# Should I feel guilty?



## Zapp Rowsdower (Feb 20, 2012)

I've posted about my story in some previous threads (see here and here). After another attempt at reconciliation, we're now on the outs again, and this time, it could be permanent. The wife told me she doesn't like me (I responded that the feeling is mutual) and I've moved into another bedroom.

Our oldest son has some health problems, and my wife has complained that I don't seem to be taking it as seriously as she does. We got some potentially bad news last Friday, and on Saturday my wife complained about a Muppet video I'd put on Facebook for St. Patrick's Day! She said it seemed callous; I responded that we could use something to cheer us up right now. During our fight I told her she looks for things wrong with our children, while I concentrate on the positive.

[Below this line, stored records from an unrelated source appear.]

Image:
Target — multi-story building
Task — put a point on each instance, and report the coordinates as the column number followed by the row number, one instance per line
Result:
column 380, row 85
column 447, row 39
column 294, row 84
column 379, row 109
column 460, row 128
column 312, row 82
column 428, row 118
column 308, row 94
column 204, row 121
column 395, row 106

My wife has seen a psychiatrist who told her she is on the verge of a serious depressive episode. She also tells me her mother (with whom she is extremely, almost unhealthily close) is having health problems as well, and that this strain is making them worse. Even after what she has said about me, and even though I really don't want the marriage to continue, I still have feelings of guilt.

_Should_ I feel guilty about this? Do the feelings go away after a while? And how should I respond to the inevitable argument in which I'm blamed for wanting the marriage to end?


----------



## jaquen (Mar 1, 2012)

Any update on your marriage?


----------